Aperture, Apple’s new professional photograph management and editing application, is a tool that complements Adobe Photoshop instead of competing with it. Even Adobe sees it as a supplement to Photoshop, according to a Publish article.
Apple touts Aperture as workflow tool for professional photographers who deal with images in the Camera RAW file format. In essence, it’s a photography post production studio, complete with light table, packed into a Macintosh.
Instead of including all of the pixel editing and image creation and manipulation tools found in Photoshop, Aperture has a subset of tools for image correction and a powerful file management system.
Kevin Connor, director of product management for Adobe’s digital imaging products, commented “It’s clear Apple is positioning this as complementary to Photoshop.”

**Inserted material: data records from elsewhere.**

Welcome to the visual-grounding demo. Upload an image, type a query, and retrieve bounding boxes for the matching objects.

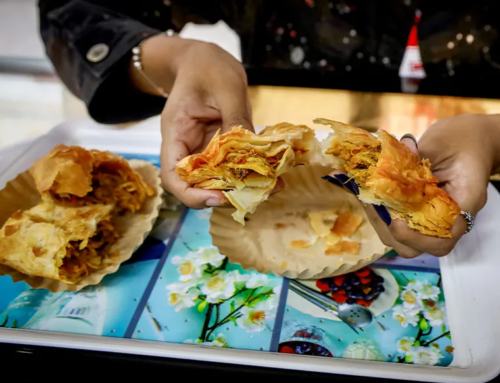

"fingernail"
[373,205,392,226]
[334,174,359,195]
[321,176,344,187]
[205,198,222,207]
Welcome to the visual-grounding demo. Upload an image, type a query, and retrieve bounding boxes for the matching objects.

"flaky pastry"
[176,123,318,225]
[0,202,114,284]
[30,145,154,212]
[314,119,461,238]
[0,145,156,284]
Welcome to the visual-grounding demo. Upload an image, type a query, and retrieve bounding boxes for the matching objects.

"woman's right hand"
[131,36,253,208]
[366,115,500,258]
[331,115,500,258]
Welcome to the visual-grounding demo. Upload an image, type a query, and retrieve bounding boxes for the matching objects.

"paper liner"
[210,165,389,279]
[0,160,163,292]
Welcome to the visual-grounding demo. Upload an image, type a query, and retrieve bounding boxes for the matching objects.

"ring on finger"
[460,210,476,234]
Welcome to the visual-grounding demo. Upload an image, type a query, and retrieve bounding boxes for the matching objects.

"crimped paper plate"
[0,160,163,292]
[210,165,389,279]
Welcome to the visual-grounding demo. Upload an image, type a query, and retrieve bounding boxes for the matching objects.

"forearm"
[487,114,500,174]
[129,35,203,96]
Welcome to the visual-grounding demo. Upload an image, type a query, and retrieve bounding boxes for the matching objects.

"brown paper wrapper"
[210,165,390,279]
[0,160,163,292]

Apple even went so far as to include basic Photoshop compatibility by including support for native single layer and flat Photoshop files, Photoshop generated image versions, and opening Aperture managed files in Photoshop with a single click.
Many photographers may use Aperture as a replacement for Adobe’s Bridge. Aperture imports RAW images faster, and has a potentially more powerful batch image processing capability thanks to its AppleScript and Automator support.
Since Aperture doesn’t ship until November, we’ll have to wait and see what effect it has on the products it will compete with, like Capture One Pro from Phase One.